Corría 1942 cuando Isaac Asimov publicó Runaround —traducido al español como Círculo vicioso—, una de las primeras historias en las que aparecían las Tres Leyes de la Robótica, tan célebres como inquietantes. También fue la primera vez que se mencionaba la corporación US Robotics, marca ficticia que acabaría convirtiéndose en sinónimo de un futuro dominado por máquinas pensantes.
En el relato, dos ingenieros —Donovan y Powell— trabajan en una base en Mercurio en un entorno extremo y envían a un robot, Speedy, a recolectar una sustancia química esencial para la supervivencia humana, a la vez que letal al contacto. Pero el robot no regresa. En lugar de cumplir la orden, Speedy se comporta de forma errática: da vueltas en círculo, repite frases sin sentido y no ejecuta ni se retira. La causa de este comportamiento aparentemente absurdo es que dos de las leyes robóticas entran en conflicto: por un lado, debe obedecer a los humanos (Ley 2), pero por otro, debe protegerse del peligro (Ley 3). Ninguna orden es lo suficientemente imperativa como para imponerse del todo, y el robot queda atascado en un bucle lógico, incapaz de decidir. Solo un acto drástico, cuando Powell pone su propia vida en peligro acercándose a la sustancia química, activa la Ley 1 (preservar la vida humana), obligando al robot a romper su ciclo y actuar con decisión para salvarlo.
Ochenta años después, Círculo vicioso se ha convertido en una metáfora casi profética de nuestra relación actual con la inteligencia artificial. Nosotros, como sociedad, nos parecemos cada vez más a Speedy: atrapados entre dos pulsiones contradictorias. Por un lado, nos deslumbra el potencial de la IA para aumentar la productividad, automatizar tareas tediosas, generar innovación e incluso resolver problemas globales complejos. Por otro lado, nos paralizan los temores: el desempleo masivo, los sesgos algorítmicos, la pérdida de control sobre decisiones críticas, la desinformación y el uso malintencionado de estas herramientas.
Este tira y afloja entre fascinación y miedo genera un fenómeno social peculiar: una especie de parálisis colectiva. Se habla mucho de IA, se legisla más de lo que se comprende, se invierte con entusiasmo pero también con desconfianza. La ciudadanía, por su parte, observa el fenómeno desde la barrera: escucha promesas de revolución tecnológica, pero también advertencias apocalípticas. Y así, como Speedy, nos movemos en círculos.

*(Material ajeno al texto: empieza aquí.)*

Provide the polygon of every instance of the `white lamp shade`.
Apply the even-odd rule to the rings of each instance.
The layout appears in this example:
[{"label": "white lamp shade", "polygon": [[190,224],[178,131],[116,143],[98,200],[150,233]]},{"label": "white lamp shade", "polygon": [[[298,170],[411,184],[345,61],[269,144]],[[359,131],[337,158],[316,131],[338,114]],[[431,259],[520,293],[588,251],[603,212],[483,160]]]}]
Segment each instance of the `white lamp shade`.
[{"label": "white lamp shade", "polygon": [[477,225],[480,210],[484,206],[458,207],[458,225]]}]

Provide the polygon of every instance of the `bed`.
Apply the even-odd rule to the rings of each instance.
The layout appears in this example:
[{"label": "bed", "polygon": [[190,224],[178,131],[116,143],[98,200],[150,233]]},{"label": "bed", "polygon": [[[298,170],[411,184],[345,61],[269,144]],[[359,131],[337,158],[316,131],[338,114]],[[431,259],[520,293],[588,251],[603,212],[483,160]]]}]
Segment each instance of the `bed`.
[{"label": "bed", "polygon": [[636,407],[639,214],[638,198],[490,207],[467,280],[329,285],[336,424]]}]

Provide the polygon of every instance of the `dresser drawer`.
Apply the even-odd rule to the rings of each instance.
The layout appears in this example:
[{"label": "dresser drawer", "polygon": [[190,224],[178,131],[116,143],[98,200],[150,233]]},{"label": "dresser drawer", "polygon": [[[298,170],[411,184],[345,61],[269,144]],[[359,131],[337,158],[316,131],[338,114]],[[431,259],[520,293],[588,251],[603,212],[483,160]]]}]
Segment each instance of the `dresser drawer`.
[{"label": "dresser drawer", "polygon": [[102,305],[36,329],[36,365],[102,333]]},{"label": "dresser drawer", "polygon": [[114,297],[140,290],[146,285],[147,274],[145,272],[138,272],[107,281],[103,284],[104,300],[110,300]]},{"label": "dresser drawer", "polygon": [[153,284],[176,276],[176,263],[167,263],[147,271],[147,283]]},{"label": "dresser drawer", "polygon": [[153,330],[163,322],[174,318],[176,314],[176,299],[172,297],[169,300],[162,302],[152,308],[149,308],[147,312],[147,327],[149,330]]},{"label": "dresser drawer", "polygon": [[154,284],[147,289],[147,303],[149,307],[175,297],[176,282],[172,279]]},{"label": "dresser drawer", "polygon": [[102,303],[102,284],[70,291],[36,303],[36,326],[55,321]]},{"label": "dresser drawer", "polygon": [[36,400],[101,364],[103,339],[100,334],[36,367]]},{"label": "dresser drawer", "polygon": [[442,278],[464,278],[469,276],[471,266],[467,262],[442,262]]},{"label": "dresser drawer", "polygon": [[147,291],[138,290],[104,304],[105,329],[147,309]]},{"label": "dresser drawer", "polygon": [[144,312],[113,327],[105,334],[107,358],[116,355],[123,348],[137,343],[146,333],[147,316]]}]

Estamos inmersos en nuestro propio «conflicto de leyes», aunque no sean tan formales como las que imaginó Asimov. Podríamos hablar de la “ley del progreso”, que impulsa a gobiernos y empresas a no quedarse atrás en la carrera tecnológica global, y de la “ley del temor”, que nos exige prudencia ante una herramienta con consecuencias potencialmente irreversibles. Como resultado, la IA queda atrapada entre el desarrollo acelerado por intereses económicos y el bloqueo institucional por miedo a los efectos no deseados. Un ejemplo tangible es la Unión Europea, que ha lanzado el primer reglamento integral sobre IA —la ambiciosa Ley de IA— con cientos de páginas de requisitos técnicos, niveles de riesgo y obligaciones legales. Esta complejidad ha tenido ya efectos reales: he visto cómo clientes, ante la falta de claridad y el temor a incumplimientos, han optado por paralizar proyectos o dejarlos en pausa, ante la sensación de que innovar se ha vuelto un camino demasiado incierto.
Sin embargo, hay algo profundamente humano en esta tensión. Asimov no imaginó un mundo dominado por robots malvados, sino sistemas que fallan por exceso de lógica y ausencia de contexto.
Eso es precisamente lo que ocurre cuando dejamos que las decisiones sobre el futuro de la IA se basen únicamente en el miedo o en la codicia, sin introducir una visión ética, social y compartida.
En el relato, la solución al bucle fue una acción valiente y decidida por parte de Powell, un humano que comprendió que para desbloquear al robot no bastaba con más órdenes ni análisis: hacía falta una señal clara, incluso emocional. En nuestro caso, el equivalente podría ser una apuesta decidida por la educación en IA, no solo en universidades o empresas tecnológicas, sino en toda la sociedad. También significa democratizar el acceso a estas herramientas, garantizar su uso con valores humanos y mostrar ejemplos reales y positivos de su impacto.
Romper nuestro círculo vicioso exige que dejemos de ver la inteligencia artificial como una amenaza abstracta o una panacea mágica. Hay que entenderla como una tecnología poderosa que necesita dirección, propósito y responsabilidad. No podemos esperar a que el sistema se regule solo. La acción debe ser nuestra. Como Powell en Mercurio, debemos dar el paso que active la mejor versión de este nuevo aliado.
Porque al final, Speedy no estaba roto. Solo necesitaba claridad.